Bio: Joanne Cacciatore Ph.D. researches all aspects of traumatic grief and death and mindfulness/meditation practices as an Associate Professor at Arizona State University, director of the Graduate Certificate in Trauma and Bereavement there, and the founder of the MISS Foundation, an international nonprofit organization with 75 chapters around the world aiding parents whose children have died or are dying. In 1996, she also began a global movement of remembrance and compassion called the Kindness Project as a way to help many grieving parents honor their beloved children who have died. She has published 50 studies in peer reviewed journals such as The Lancet, BJOG, Death Studies, Omega, Birth, Social Work, and Families in Society. She is also a medical consultant and trainer who has presented grand rounds and provided individual and agency consulting and training all around the world. She is the recipient of numerous volunteerism focused awards such as the Hon Kachina Award, the Sr Teresa Compassionate Care Award, the Empathic Therapist of the Year Award, Arizona Foothills Arizona Women Who Move the Valley Award, and the Parents of Murdered Children Father Ken Czillinger Award. She is a Zen priest who has authored many book chapters and several books, such as The World of Bereavement and Selah: A guide toward fully inhabited grief, and she is writing another book for Wisdom Publication being released in 2016.
Brenda LeFrançois, PhD
Title: Violence, Trauma and Distress: Medical or Political?
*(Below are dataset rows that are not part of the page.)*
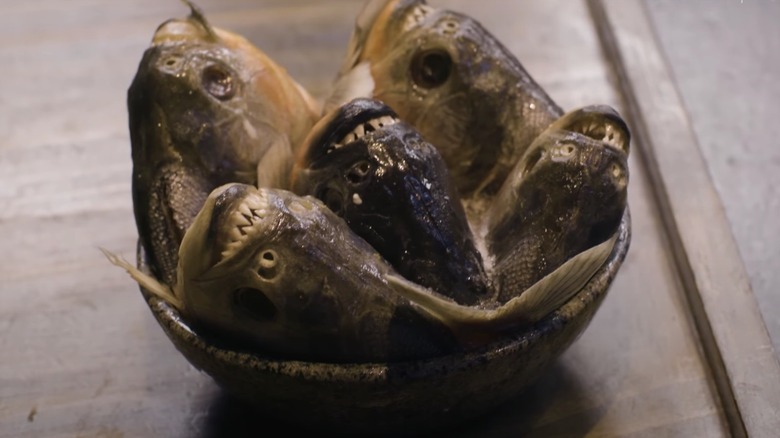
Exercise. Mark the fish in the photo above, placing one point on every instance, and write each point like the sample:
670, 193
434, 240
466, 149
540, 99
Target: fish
266, 271
206, 107
567, 194
550, 227
448, 76
394, 190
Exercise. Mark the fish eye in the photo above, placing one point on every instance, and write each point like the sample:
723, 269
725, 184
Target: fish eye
358, 172
431, 68
254, 303
218, 82
332, 199
268, 263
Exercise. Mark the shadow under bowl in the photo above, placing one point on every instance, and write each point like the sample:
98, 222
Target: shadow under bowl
412, 396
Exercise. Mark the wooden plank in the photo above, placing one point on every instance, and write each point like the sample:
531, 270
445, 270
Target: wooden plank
729, 324
87, 358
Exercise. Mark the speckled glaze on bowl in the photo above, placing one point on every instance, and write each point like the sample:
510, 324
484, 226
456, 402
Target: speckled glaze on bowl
404, 397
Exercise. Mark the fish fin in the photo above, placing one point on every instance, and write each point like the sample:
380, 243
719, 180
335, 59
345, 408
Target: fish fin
357, 82
146, 281
542, 298
273, 170
363, 23
556, 288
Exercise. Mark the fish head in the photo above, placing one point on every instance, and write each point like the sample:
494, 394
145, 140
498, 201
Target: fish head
205, 108
366, 164
238, 271
206, 97
574, 176
350, 153
444, 73
394, 190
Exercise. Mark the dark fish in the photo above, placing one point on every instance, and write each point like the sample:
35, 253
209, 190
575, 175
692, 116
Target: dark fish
549, 229
206, 107
393, 189
566, 195
444, 73
281, 275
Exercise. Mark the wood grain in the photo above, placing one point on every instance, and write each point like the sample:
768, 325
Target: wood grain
84, 357
730, 326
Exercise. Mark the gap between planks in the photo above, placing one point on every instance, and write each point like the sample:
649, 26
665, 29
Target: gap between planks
733, 335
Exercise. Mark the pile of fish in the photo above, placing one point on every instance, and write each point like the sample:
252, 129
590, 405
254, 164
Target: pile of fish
437, 200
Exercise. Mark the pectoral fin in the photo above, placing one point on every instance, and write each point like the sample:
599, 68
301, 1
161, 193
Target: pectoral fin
557, 287
545, 296
355, 83
148, 282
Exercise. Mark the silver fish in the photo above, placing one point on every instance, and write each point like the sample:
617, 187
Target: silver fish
566, 195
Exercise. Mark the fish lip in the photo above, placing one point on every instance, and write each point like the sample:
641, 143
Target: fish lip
239, 213
341, 122
193, 28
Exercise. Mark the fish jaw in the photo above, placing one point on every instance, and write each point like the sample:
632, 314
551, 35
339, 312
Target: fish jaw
394, 190
566, 195
205, 107
444, 73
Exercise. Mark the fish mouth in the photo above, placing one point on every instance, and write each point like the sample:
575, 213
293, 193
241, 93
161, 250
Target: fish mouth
240, 213
359, 120
193, 28
600, 123
373, 22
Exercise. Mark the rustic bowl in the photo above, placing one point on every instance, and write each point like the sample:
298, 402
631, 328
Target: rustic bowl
394, 397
Summary: Biomedical psychiatry and its focus on individualizing distress as located within the person, and its treatments such as drugs and electroshock, may not only reproduce trauma but it also obscures the root causes of suffering. The targeting of individual biochemistry and genes punishes distressed people whilst leaving oppressive socio-political arrangements intact. Emphasis on trauma-based psycho-social interventions also continues, for the most part, to obscure the sources of distress in the real world. This plenary presentation will explore violence, trauma and distress as located in our daily lives, both inside and outside of psychiatry. It will also explore the ways in which psychiatric explanations via biomedicalsm are linked to neoliberalism and the maintenance of both social inequities as well as state-sanctioned and state-sponsored oppression. How these processes may effect children in particular will also be discussed.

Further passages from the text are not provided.